第266章 泽兰六一·可惜可惜(1/2)
薛庭梧捡起玄素棋枰放回棋桌上,敲了敲棋枰的边沿,散落一地的黑子和白子就争相飞回了棋枰上,按序摆好,和他棋枰被掀翻前摆下的棋形正好别无二致。
他正欲拿出棋谱,继续摆棋。
断蒙上前一步:“放了我家表公子!”
薛庭梧施舍了个冷眼过去,就收回了视线,并不想理会。
卫琛被盘曲缠绕的树枝锢在了原地,只露出一张脸,却犹不知道什么是低头,反正他也不信薛庭梧真的敢动他,还有断蒙在,这里是表兄的地盘,他不会放任他出事的。
只继续骄狂道:“什么‘蒿莱虽微,犹抱冰霜之节’,都是狗屁,你心底的欲念和恶意就少吗?方才是想杀了我吧?不过是装出来的清高性子,好勾引些不知世事的女郎罢了。”
卫琛:“方才只是同你说两句话而已,你是什么身份,又有什么资格同我生气?连个外室都算不上的下贱胚子,倒拿出正头夫君的做派了,我都替你害臊!”
薛庭梧握着棋子的手紧攥着,每多一句污秽之声入耳,那手下的力道就深重一分,手背上青筋贲起,一如那虬结蜿蜒的老树根。

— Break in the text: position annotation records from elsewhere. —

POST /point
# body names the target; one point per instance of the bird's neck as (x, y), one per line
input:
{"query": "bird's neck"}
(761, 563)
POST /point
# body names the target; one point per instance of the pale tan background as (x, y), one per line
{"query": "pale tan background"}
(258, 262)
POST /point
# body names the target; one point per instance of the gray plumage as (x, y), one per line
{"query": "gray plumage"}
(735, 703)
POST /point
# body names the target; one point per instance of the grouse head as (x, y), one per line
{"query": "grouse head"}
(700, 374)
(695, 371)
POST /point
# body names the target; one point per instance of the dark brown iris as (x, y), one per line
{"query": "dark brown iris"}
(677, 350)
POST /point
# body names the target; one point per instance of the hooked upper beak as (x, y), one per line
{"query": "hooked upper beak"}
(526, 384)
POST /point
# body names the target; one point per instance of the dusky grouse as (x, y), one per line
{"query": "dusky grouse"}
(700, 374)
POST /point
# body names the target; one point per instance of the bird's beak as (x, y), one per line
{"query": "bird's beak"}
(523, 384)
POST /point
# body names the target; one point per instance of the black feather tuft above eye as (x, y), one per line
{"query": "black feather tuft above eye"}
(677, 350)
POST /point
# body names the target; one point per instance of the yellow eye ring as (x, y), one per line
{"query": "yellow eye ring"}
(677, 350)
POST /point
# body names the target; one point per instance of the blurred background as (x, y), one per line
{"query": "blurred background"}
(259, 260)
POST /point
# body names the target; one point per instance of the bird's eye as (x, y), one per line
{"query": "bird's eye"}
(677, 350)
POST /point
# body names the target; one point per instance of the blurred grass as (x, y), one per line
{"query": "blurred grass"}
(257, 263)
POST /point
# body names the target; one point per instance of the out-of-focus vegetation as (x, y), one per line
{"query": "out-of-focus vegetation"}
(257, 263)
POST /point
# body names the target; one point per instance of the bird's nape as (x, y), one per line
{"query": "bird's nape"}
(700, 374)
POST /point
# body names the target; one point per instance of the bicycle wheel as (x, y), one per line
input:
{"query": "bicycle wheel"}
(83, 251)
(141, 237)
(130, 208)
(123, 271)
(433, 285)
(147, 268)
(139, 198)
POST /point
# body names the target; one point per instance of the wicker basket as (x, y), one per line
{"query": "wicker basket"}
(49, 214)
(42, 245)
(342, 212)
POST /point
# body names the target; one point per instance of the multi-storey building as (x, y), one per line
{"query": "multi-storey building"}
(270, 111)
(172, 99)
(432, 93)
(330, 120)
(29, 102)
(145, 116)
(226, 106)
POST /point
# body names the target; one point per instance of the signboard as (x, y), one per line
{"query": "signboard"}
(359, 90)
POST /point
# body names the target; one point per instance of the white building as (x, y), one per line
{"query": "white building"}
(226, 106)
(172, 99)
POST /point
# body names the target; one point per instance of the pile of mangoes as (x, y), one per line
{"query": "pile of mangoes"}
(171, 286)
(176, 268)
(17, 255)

“什么‘南山崔崔,雄狐绥绥’,你是那‘既且告止’的良人吗?少往自己脸上贴金了。1
薛庭梧抚过腰间的琉璃泽兰草挂坠,强压下心头滋滋往外冒的戾气,眉目平淡。
“你继续骂,什么时候骂够了,我什么时候再让你走。”
他应该多信任兰兰一些的,不过是些狺狺狂吠之语罢了。
就在这时,棋院的执事姗姗来迟,对着薛庭梧厉喝:“薛庭梧,棋院清修之地,岂容你逞凶放肆,还不速速束手就擒,随我等前去执法堂接受惩戒!”
卫琛轻嗤一声,不无得意地笑了笑。
有眼睛的人都看见了,这次可是他先动的手。
薛庭梧自知难逃一罚,站立不动,任由棋院的执事来将他押解走。
缠绕在卫琛身上的枝条尽皆散去,重新化为一柄平平无奇的木剑,挂回了薛庭梧腰间。
“慢。”
一道慈和中不乏威严的声音响起。
众人循声望去,只见发话的人正是那向来都笑眯眯的,宽厚和蔼的容姥。
棋院里年轻的棋士们大多不知道这个老前辈的来历,只知道她经常出现在无忧林,同一些老棋士们对弈。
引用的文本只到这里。